2.2. Artificial Neural Network

An artificial neural network (ANN) is a computational framework designed to emulate the information processing capabilities of the human brain. As a cornerstone of artificial intelligence and machine learning, ANNs are engineered to recognize patterns, make decisions, and predict outcomes based on input data. Below is a detailed description of its various components, functioning, and applications:
  • Structure of Artificial Neural Networks
    (a)
    Neurons (Nodes):
    • Neurons are the fundamental processing units of an ANN. Each neuron receives inputs, processes them, and generates an output.
    • A neuron combines the input data with a set of weights, adds a bias, and passes the result through an activation function to produce the final output.
    (b)
    Layers:
    • Input Layer: This is the first layer of the network, where the input data are fed into the system.
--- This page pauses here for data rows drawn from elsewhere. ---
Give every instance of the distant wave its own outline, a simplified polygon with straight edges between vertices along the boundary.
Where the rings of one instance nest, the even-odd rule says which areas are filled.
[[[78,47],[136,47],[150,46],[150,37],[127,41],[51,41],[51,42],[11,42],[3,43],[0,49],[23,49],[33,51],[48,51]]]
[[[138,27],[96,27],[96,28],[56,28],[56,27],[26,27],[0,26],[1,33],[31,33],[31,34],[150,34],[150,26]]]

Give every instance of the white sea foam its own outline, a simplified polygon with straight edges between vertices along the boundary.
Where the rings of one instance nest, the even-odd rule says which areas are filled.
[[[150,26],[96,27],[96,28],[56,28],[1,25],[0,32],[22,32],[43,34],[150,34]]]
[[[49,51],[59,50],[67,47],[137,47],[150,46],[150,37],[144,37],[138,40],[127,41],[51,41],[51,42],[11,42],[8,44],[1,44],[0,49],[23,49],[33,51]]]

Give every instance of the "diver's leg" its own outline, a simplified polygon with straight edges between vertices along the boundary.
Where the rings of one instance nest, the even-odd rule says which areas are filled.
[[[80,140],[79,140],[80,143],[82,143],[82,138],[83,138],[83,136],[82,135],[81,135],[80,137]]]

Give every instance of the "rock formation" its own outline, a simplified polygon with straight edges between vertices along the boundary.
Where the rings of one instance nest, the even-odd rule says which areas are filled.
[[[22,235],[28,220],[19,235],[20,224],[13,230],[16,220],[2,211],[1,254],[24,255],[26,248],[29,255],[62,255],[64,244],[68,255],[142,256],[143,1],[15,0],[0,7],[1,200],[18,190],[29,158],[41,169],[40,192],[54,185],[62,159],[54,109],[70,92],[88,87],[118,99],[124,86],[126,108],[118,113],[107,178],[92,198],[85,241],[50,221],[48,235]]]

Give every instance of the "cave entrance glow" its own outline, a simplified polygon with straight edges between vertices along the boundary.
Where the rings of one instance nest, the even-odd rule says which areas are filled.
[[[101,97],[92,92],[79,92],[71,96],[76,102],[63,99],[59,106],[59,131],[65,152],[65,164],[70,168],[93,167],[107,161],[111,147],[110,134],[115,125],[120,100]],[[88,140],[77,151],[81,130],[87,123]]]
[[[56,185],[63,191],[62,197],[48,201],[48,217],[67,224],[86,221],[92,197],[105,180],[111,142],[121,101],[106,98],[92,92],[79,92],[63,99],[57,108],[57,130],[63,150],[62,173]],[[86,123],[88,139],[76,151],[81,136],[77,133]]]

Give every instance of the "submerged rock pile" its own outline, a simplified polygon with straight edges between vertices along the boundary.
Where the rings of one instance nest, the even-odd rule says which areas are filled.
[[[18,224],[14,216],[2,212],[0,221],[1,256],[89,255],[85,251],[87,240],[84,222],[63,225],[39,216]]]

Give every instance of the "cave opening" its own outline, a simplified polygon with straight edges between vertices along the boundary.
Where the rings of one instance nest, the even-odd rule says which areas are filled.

Each node in this layer represents a distinct feature of the input data.
    • Hidden Layers: Situated between the input and output layers, these layers perform the main computations. Each hidden layer contains multiple neurons, and the network’s depth is determined by the number of hidden layers.
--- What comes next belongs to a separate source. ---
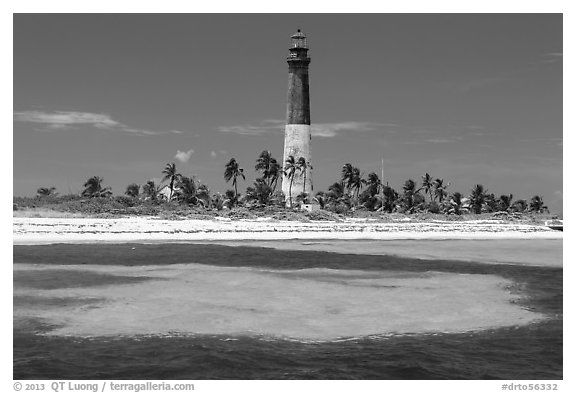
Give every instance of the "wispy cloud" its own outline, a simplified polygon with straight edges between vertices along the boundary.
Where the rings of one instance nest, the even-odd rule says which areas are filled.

    • Output Layer: This is the layer that generates the final output of the network. The number of nodes in this layer corresponds to the number of desired output classes or values.
    (c)
    Weights and Biases:
    • Weights: Parameters within the network that transform input data within neurons. Each connection between neurons has an associated weight, determining the strength and direction of the input signal.
    • Biases: Values added to the weighted sum of inputs before passing through the activation function. Biases enable the activation function to shift left or right, which is crucial for learning complex patterns.
    (d)
    Activation Functions:
    • Activation functions determine whether a neuron should be activated, introducing non-linearity into the network and enabling it to learn more complex patterns.
    • Common activation functions include:
      Sigmoid: Produces outputs between 0 and 1, useful for probability-based outputs.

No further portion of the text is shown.